L’ancien ministre de l’Intérieur a raconté, samedi 29 octobre à la Fondation Temimi, par le menu les deux semaines passées à ce poste. Pour l’histoire.
En fin de journée, le ministre de l’Intérieur écoute, comme tous les Tunisiens, le –dernier- discours de Ben Ali. Trop peu, trop tard est le commentaire qui lui vient à l’esprit. «Certains ont bien accueilli le discours, mais outre qu’il est venu un peu tard, il y manquait des preuves tangibles des bonnes intentions».
Le lendemain, 14 janvier, les manifestants commencent à se rassembler devant le ministère de l’Intérieur. Parmi eux, Jalloul Azzouna et Radhia Nasraoui qui réclame la libération de son mari, Hamma Hammami. A 9h30, Ahmed Friaa reçoit un appel du président et l’informe de cette demande et plaide en sa faveur. «Il faut pour cela une transaction», répond Ben Ali, autrement dit que le chef du POCT aide à l’apaisement de la situation dans le pays.
Déçu, Ahmed Friaa appelle le Premier ministre pour lui demander d’essayer de convaincre le chef de l’Etat, mais Mohamed Ghannouchi lui répond qu’«on ne peut pas le convaincre». Le ministre de l’Intérieur décide alors de passer outre le véto de Ben Ali et libère le chef du POCT.
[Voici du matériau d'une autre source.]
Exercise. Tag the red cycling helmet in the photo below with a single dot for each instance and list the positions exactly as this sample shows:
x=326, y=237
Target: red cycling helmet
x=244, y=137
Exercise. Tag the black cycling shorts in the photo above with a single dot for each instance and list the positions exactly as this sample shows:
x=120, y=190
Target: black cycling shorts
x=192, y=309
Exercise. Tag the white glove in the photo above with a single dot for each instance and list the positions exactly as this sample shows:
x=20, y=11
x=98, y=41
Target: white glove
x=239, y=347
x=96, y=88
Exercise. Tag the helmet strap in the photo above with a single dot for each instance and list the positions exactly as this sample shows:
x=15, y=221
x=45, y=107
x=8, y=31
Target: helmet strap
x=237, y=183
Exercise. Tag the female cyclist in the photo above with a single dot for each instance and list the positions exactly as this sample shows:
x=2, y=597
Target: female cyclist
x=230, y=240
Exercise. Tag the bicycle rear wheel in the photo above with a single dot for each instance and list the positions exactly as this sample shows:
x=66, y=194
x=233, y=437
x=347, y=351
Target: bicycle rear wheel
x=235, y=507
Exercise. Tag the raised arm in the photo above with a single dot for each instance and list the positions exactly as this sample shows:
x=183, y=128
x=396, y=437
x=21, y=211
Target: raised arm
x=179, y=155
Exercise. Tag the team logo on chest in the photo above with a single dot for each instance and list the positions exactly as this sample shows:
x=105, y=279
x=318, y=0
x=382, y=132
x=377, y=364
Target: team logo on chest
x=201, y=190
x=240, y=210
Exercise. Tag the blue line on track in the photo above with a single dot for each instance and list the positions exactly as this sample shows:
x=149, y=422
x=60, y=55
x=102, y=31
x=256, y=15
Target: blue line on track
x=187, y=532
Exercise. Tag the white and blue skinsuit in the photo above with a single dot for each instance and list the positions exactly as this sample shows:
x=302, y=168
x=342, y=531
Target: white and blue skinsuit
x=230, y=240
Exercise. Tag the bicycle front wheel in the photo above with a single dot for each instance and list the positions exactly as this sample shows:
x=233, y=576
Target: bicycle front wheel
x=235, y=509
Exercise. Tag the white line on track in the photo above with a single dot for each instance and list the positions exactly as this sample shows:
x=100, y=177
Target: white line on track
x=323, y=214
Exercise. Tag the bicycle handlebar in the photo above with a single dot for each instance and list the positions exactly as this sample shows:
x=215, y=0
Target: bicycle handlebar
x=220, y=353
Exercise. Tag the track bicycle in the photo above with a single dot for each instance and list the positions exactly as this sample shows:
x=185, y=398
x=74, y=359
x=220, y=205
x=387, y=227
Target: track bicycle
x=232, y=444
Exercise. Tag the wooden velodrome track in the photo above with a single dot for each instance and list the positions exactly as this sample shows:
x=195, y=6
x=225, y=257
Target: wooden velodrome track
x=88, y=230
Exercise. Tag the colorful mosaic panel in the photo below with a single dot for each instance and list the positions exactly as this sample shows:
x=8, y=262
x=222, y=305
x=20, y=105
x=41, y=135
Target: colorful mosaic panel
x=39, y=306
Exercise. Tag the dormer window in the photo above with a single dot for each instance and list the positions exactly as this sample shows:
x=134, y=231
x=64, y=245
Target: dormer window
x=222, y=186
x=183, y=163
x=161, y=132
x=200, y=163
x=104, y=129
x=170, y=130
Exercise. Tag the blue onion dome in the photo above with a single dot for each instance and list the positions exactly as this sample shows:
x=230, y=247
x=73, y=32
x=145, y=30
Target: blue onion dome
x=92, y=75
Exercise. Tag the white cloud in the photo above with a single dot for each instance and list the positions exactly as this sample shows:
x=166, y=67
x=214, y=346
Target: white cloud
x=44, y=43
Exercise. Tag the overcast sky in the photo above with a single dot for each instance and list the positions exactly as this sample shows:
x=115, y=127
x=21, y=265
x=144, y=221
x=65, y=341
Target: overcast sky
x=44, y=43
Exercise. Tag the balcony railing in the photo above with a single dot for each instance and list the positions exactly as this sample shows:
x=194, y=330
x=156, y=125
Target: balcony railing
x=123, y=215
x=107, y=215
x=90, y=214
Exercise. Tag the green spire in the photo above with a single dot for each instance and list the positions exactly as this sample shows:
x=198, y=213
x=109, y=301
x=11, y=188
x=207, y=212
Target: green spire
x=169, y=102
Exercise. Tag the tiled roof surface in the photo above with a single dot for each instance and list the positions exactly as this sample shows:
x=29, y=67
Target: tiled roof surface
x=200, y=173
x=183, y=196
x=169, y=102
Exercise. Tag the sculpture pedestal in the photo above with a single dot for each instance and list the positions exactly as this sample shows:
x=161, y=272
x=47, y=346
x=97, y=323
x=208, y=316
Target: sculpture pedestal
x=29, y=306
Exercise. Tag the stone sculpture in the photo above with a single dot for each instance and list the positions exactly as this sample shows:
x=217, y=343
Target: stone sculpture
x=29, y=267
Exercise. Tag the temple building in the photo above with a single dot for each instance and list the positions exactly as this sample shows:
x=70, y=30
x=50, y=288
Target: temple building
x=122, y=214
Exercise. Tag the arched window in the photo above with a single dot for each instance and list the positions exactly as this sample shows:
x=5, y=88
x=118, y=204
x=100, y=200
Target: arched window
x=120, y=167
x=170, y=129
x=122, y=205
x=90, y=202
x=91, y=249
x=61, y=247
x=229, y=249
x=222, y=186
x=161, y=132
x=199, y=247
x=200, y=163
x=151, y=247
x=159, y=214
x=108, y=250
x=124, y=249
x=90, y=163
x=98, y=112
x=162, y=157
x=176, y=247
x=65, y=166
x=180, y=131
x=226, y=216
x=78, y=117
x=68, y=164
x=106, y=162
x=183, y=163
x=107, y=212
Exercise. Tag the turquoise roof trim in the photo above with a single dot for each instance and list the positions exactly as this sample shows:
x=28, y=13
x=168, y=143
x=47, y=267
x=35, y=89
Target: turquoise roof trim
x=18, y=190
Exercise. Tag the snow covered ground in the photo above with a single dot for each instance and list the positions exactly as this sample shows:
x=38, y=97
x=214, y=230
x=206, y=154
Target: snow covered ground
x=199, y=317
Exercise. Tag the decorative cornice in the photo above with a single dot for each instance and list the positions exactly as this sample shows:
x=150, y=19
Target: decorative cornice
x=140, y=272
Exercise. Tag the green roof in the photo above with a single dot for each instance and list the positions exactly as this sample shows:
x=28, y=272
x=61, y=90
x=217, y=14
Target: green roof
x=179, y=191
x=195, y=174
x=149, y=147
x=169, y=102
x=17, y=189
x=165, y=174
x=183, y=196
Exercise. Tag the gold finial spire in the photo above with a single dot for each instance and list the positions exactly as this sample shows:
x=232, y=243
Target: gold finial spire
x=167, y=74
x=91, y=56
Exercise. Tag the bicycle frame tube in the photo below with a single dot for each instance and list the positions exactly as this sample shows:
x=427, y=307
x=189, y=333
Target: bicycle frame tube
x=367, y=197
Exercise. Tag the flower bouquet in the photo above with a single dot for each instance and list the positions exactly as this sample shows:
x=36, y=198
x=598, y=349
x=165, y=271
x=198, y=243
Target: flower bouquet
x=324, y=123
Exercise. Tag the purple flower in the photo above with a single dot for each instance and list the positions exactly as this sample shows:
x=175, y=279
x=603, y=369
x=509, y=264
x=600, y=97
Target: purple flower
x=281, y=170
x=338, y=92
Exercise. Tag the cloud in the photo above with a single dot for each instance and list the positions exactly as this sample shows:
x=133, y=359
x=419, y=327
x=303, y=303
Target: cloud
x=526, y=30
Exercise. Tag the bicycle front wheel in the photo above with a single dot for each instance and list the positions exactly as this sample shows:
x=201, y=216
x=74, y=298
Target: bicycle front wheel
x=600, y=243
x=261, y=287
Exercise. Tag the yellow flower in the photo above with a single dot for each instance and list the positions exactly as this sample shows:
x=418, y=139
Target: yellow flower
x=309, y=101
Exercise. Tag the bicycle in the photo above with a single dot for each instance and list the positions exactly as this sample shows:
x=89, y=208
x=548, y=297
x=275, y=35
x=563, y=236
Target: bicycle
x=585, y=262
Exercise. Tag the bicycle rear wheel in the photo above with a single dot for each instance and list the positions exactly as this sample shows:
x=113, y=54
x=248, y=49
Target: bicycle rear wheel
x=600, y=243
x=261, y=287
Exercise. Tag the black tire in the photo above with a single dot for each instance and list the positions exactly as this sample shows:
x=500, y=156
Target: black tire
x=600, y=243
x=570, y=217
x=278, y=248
Craignant un dérapage, le ministre appelle plusieurs personnalités politiques et de la société civile –notamment Mokhtar Trifi, président de la LTDH, Aberrazek Kilani, président de l’Ordre des Avocats, Ahmed Néji Chebbi, leader du Parti Démocratique Progressiste (PDP), Abdessalem Jrad, secrétaire général de l’UGTT, etc.- pour leur demander de donner consigne à leurs partisans et membres de ne pas essayer de prendre le ministère de l’Intérieur d’assaut, contre la garantie qu’aucun manifestant ne sera touché.
A midi trente, nouvel appel de Ben Ali –le dernier au ministre de l’Intérieur- pour informer Ahmed Friaa qu’il avait décidé de charger le général Rachid Ammar d’assurer la coordination entre les forces de sécurité intérieure et l’armée. Le chef d’Etat major de l’armée de terre arrive au ministère de l’Intérieur vers 15h30. Les deux hommes tombent d’accord sur le fait qu’«un problème politique se règle de manière politique».
Au même moment arrive une communication téléphonique par laquelle le ministre de l’Intérieur apprend qu’un commando a pris le contrôle de l’aéroport et détient plusieurs membres de la famille de l’épouse de Ben Ali, Leila Trabelsi. Pour tirer l’affaire au clair, le directeur général de la Sûreté nationale est dépêché sur les lieux. Mais à ce jour, Ahmed Friaa ne sait pas si Samir Tarhouni qui a mené cette opération a agi de son propre chef, comme il l’affirme –notamment le 16 janvier, devant le ministre de l’Intérieur et le chef d’Etat major de l’armée de terre-, ou s’il a reçu un ordre.
En fin d’après-midi du 14 janvier, les deux hommes apprennent que Ben Ali a quitté le pays. Décision est prise pour la tenue d’une réunion des principaux responsables -Premier ministre, ministres de la Défense, de l’Intérieur, directeur général de la Sûreté nationale et directeur de la Sûreté militaire- à 21 heures au siège du ministère de l’Intérieur pour faire le point de la situation. Une réunion qui va achever de faire basculer les choses dans le pays.
Les participants, se rappelle Ahmed Friaa, sont unanimes pour estimer l’utilisation de l’article 56 de la constitution –qui parle d’empêchement provisoire du chef de l’Etat- «est illogique». C’est ainsi qu’on passera rapidement à l’article 57, prévoyant l’accession du président de la Chambre des députés au poste de chef de l’Etat.
Vers vingt-deux heures, nouvel appel de Ben Ali à Mohamed Ghannouchi pour demander «s’il peut rentrer aujourd’hui ou demain». Le Premier ministre recouvre le combiné de sa main pour informer les présents de la demande de l’ancien chef de l’Etat. Et tous «répondent unanimement qu’il est hors de question qu’il revienne car il va provoquer un bain de sang dans le pays». Ordre est aussitôt donné au commandant de l’avion ayant emmené Ben Ali et sa famille en Arabie Saoudite de rentrer en Tunisie. Ce sera le coup de grâce pour Ben Ali.